Tra i vettori stranieri che hanno sospeso i voli verso Israele fino a nuovo avviso ci sono Cathay Pacific, Air Canada, Virgin Airlines, Turkish Airlines e Pegasus Airlines. “Il governo deve intervenire con una strategia per motivare le compagnie aeree a venire in Israele e mantenere aperte le rotte, soprattutto per quelle compagnie che non volano, e dare loro una rete di sicurezza per il primo mese o due – aiutarle a iniziare e da lì decollare”, ha detto Yossi Fatael, direttore generale dell’Associazione degli operatori turistici in entrata di Israele.
“Dobbiamo incentivare l’arrivo delle compagnie aeree, come stanno facendo i nostri vicini Giordania ed Egitto, anch’essi colpiti dalla guerra, e fornire assistenza, ad esempio, per l’assicurazione dei turisti e delle compagnie aeree straniere”, ha chiesto Fatael.
Guardare ai vicini
La guerra a Gaza, giunta al sesto mese, ha avuto un effetto a catena sui viaggi e sul turismo in altri Paesi del Medio Oriente, soprattutto in Egitto e in Giordania, dove le prenotazioni dei voli sono diminuite e gli operatori turistici hanno segnalato cancellazioni. In risposta, l’Egitto sta fornendo incentivi per sostenere l’industria turistica e attirare le compagnie aeree a volare verso destinazioni selezionate, tra cui Sharm el-Sheikh, e rimborsare i programmi di marketing dei tour operator. Secondo un rapporto di S&P Global, nel 2023 il turismo contribuirà per il 26% alle entrate delle partite correnti del Libano. Per la Giordania e l’Egitto, la cifra era rispettivamente del 21% e del 12%, e per Israele del 3%.
Nel 2023, Israele ha visto 3,01 milioni di ingressi di turisti, che hanno iniettato 17,7 miliardi di NIS (4,8 miliardi di dollari) nell’economia. Sia Zussman che Fatael hanno suggerito che Israele potrebbe offrire alcuni incentivi alle compagnie aeree sotto forma di riduzione delle tasse aeroportuali e assistenza per i premi assicurativi elevati. “Si tratta di qualcosa che non è fuori dal comune nel mondo dell’aviazione e che potrebbe contribuire a stimolare l’attività economica”, ha dichiarato Zussman. “È qualcosa che ci saremmo aspettati di vedere in Israele, ma non vediamo alcuna intenzione o desiderio in tal senso”.
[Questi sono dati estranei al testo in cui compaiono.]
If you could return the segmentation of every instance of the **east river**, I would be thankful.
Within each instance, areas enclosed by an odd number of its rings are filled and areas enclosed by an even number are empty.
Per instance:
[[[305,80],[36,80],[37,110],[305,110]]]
Zussman ha citato la Grecia come esempio di un Paese che offre ai vettori internazionali sconti sui diritti aeroportuali per volare verso le isole greche durante l’inverno o nei mesi non di punta per incrementare il traffico passeggeri. Un portavoce della IAA ha dichiarato che le tariffe aeroportuali in Israele sono già tra le più basse al mondo e che i vettori stranieri stanno gradualmente tornando nel Paese, ma i turisti sono lontani a causa della guerra in corso.
Il Ministero dei Trasporti ha dichiarato che sta valutando la riapertura del Terminal 1 delle compagnie low-cost nelle prossime settimane. Nel frattempo, la IAA è riluttante a riaprire il terminal, a causa del basso traffico di passeggeri e della carenza di personale, in parte dovuta al richiamo dei soldati di riserva durante i combattimenti. Zussman ha avvertito che, quando i vettori stranieri ridurranno o interromperanno i loro servizi verso Israele, assegneranno i loro aerei ad altre destinazioni più attraenti. Pertanto, ha esortato, il governo deve agire ora con incentivi e sostegno per garantire un ritorno significativo dei vettori stranieri nel dopoguerra.
“Nel momento in cui le compagnie aeree non sono in grado di volare verso una certa destinazione, trovano destinazioni altrettanto vantaggiose, e ci vogliono mesi per riportare indietro l’orologio”, ha detto Zussman. “Per incoraggiare l’attività economica e vedere i turisti tornare in Israele, il governo deve elaborare un piano per incoraggiare sempre più compagnie aeree a operare rotte verso Tel Aviv”.